Raku / problem-solving

🦋 Problem Solving, a repo for handling problems that require review, deliberation and possibly debate
Artistic License 2.0
69 stars 16 forks source link

Should :sigspace enable backtracking on the atom preceeding <.ws>? #390

Open codesections opened 9 months ago

codesections commented 9 months ago

This Problem Solving issue is an attempt to reach consensus about the behavior described in rakudo/rakudo#3726 and discussed further in raku/doc#4356; see also a related StackOverflow post. Note, however, that those issues discuss the problem as relating to rules – in reality, it relates to :sigspace more generally.

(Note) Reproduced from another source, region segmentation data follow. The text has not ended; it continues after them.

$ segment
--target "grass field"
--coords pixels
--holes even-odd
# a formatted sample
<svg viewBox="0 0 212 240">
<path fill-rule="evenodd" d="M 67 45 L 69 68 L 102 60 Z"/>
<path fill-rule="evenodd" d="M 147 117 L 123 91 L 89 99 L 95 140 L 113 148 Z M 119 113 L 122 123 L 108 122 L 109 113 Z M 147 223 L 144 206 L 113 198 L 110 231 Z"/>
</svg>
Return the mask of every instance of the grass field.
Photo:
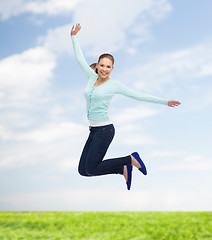
<svg viewBox="0 0 212 240">
<path fill-rule="evenodd" d="M 6 240 L 212 240 L 211 212 L 0 212 Z"/>
</svg>

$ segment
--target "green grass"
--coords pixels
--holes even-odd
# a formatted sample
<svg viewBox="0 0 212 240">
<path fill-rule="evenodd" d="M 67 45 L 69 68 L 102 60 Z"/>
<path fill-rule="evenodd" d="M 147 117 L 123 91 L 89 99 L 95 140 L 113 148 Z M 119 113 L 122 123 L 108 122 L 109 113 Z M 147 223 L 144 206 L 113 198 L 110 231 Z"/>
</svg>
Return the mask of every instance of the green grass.
<svg viewBox="0 0 212 240">
<path fill-rule="evenodd" d="M 212 239 L 211 212 L 0 212 L 6 240 Z"/>
</svg>

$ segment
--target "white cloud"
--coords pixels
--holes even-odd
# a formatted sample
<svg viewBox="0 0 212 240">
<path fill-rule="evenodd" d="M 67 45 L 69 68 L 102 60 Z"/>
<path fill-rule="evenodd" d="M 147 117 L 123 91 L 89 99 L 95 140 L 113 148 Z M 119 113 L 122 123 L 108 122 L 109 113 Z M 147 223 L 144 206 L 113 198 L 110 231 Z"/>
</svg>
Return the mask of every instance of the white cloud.
<svg viewBox="0 0 212 240">
<path fill-rule="evenodd" d="M 91 179 L 90 179 L 91 180 Z M 62 189 L 0 197 L 7 211 L 211 211 L 210 192 Z M 101 205 L 99 204 L 101 202 Z M 60 203 L 60 204 L 58 204 Z"/>
<path fill-rule="evenodd" d="M 0 61 L 0 100 L 2 106 L 28 104 L 48 86 L 56 62 L 42 47 L 28 49 Z"/>
<path fill-rule="evenodd" d="M 184 155 L 184 156 L 183 156 Z M 159 154 L 160 156 L 160 154 Z M 169 155 L 167 155 L 168 157 Z M 188 171 L 211 171 L 212 170 L 212 161 L 207 159 L 205 156 L 202 155 L 188 155 L 188 153 L 175 153 L 173 152 L 170 156 L 172 158 L 176 158 L 177 156 L 181 156 L 177 163 L 166 164 L 166 166 L 160 166 L 160 170 L 173 170 L 173 171 L 181 171 L 181 170 L 188 170 Z"/>
<path fill-rule="evenodd" d="M 129 45 L 133 49 L 138 43 L 148 40 L 151 35 L 150 26 L 166 17 L 170 11 L 171 5 L 166 0 L 131 2 L 109 0 L 104 7 L 101 1 L 91 0 L 76 5 L 73 11 L 73 23 L 79 22 L 82 25 L 78 34 L 82 49 L 85 48 L 85 52 L 90 56 L 97 57 L 105 51 L 127 49 Z M 102 21 L 102 19 L 107 20 Z M 71 27 L 65 25 L 51 29 L 46 37 L 40 37 L 38 40 L 51 51 L 70 52 Z M 132 42 L 126 42 L 128 34 Z"/>
<path fill-rule="evenodd" d="M 126 82 L 135 79 L 134 87 L 145 92 L 162 91 L 167 84 L 183 90 L 188 83 L 198 88 L 196 79 L 211 76 L 211 66 L 212 45 L 208 40 L 194 47 L 153 56 L 147 63 L 140 62 L 124 71 L 120 78 Z"/>
<path fill-rule="evenodd" d="M 74 168 L 79 161 L 88 129 L 81 124 L 69 122 L 49 123 L 37 129 L 9 129 L 0 126 L 5 144 L 0 153 L 0 169 L 30 165 L 37 162 L 55 162 L 63 170 L 70 161 Z"/>
<path fill-rule="evenodd" d="M 0 17 L 1 20 L 7 20 L 12 16 L 18 16 L 23 13 L 55 16 L 70 13 L 81 1 L 82 0 L 1 0 Z"/>
</svg>

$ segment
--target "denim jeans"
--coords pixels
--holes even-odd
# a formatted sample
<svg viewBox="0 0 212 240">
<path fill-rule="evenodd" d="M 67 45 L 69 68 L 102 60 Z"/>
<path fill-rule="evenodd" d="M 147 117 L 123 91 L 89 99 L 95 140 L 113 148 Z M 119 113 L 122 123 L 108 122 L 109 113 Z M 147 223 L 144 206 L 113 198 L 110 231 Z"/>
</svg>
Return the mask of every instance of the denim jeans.
<svg viewBox="0 0 212 240">
<path fill-rule="evenodd" d="M 78 171 L 82 176 L 123 174 L 124 165 L 131 164 L 131 156 L 103 160 L 115 134 L 113 124 L 89 127 L 90 134 L 80 157 Z"/>
</svg>

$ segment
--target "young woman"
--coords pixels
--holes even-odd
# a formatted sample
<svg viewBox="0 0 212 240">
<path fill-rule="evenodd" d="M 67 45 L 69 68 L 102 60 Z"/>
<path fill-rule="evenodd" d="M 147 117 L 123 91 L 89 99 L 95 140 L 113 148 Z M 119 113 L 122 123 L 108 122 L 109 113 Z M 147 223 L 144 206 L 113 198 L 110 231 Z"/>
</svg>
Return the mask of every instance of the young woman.
<svg viewBox="0 0 212 240">
<path fill-rule="evenodd" d="M 103 160 L 115 133 L 114 126 L 108 117 L 108 107 L 112 97 L 115 94 L 122 94 L 139 101 L 159 103 L 169 107 L 178 106 L 180 102 L 136 92 L 121 82 L 111 79 L 110 73 L 114 65 L 111 54 L 102 54 L 98 63 L 89 66 L 76 38 L 80 29 L 80 24 L 72 27 L 71 39 L 77 61 L 88 78 L 85 99 L 90 134 L 80 157 L 78 171 L 82 176 L 121 174 L 125 178 L 127 189 L 130 190 L 133 166 L 144 175 L 147 174 L 139 154 L 134 152 L 128 156 Z"/>
</svg>

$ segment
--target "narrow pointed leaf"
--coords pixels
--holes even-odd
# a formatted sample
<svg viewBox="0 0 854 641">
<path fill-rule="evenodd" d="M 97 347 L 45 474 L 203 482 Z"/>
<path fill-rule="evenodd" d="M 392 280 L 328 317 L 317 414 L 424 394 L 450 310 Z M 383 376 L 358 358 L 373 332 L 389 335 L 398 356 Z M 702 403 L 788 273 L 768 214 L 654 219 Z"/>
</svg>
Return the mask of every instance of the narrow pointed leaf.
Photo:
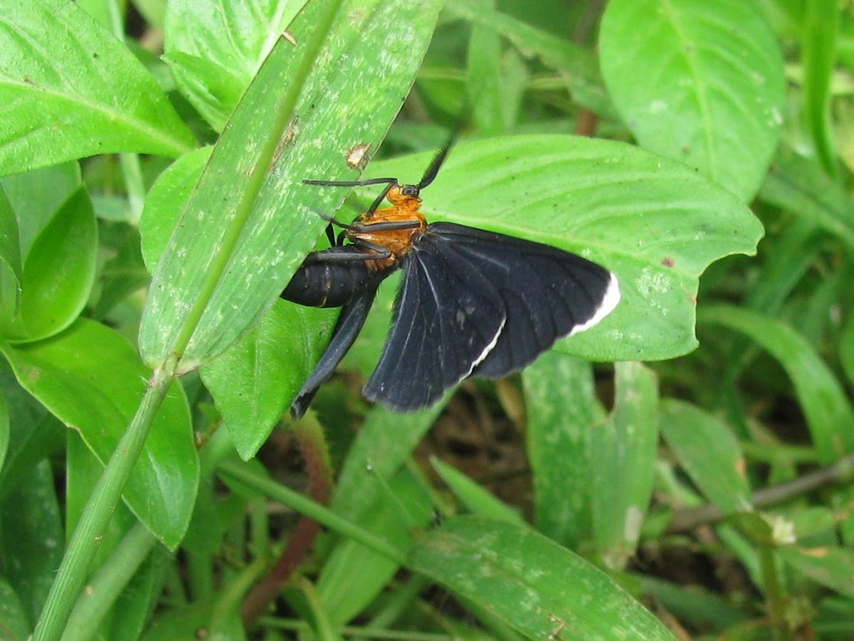
<svg viewBox="0 0 854 641">
<path fill-rule="evenodd" d="M 673 638 L 605 573 L 525 526 L 451 519 L 424 535 L 407 566 L 529 638 Z"/>
</svg>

The problem is that :sigspace does not currently behave the way that it's described in the documentation or in S05). Specifically, :sigspace currently allows backtracking over the atom preceding the (implicit) <ws> even when :ratchet is enabled. Thus, the following all match:

'a' ~~ regex {:r:s .* a };
'a' ~~ token {:s   .* a };
'a' ~~ rule  {     .* a };

Whereas none of them match if we replace :sigspace with explicit <ws> calls (or with <!ww> \s* calls):

'a' ~~ regex {:r  .*[<!ww> \s*]a};
'a' ~~ regex {:r  .*<.ws>a};

'a' ~~ token {    .*<.ws>a};
'a' ~~ token {    .*[<!ww> \s*]a};

'a' ~~ rule  {:!s .*<.ws>a};
'a' ~~ rule  {:!s .*[<!ww> \s*]a};

The reason that this is a Problem Solving issue is to resolve whether this is ① a Rakudo bug that should be fixed in the normal course; ② a Rakudo bug that has been in place for long enough that fixing it risks breaking code, so a fix should wait for a change in language version, or ③ either not a bug or a bug that's so deeply entrenched that we don't want to fix it and should instead update the docs/Roast to explain and pin down its exact behavior.

codesections commented 9 months ago

After looking into this a bit more, I believe that the following is a correct description of how :sigspace modifies the behavior of the whitespace it applies to:

Each relevant whitespace character is replaced with :!<.ws> – where :! is the "force greedy backtracking" modifier disused in S05. Further, by default <.ws> is defined as token ws { <!ww>\s* }; thus, by default each whitespace is replaced by :! [:ratchet <!ww> \s* ] (with the :ratchet coming automatically from <ws> being a token).

If that's correct – and I'd appreciate anyone telling me differently – then the next question is whether this behavior is intended/appropriate. If so, it needs to be documented; if not, fixed. I'm inclined to believe that this behavior is appropriate: I can imagine it being very easy for a atom to accidentally include part of the whitespace and, without backtracking, to prevent a match. Using :! seems like a fine compromise – or, at the very least, not worth making breaking changes to fix. But please feel free to push back.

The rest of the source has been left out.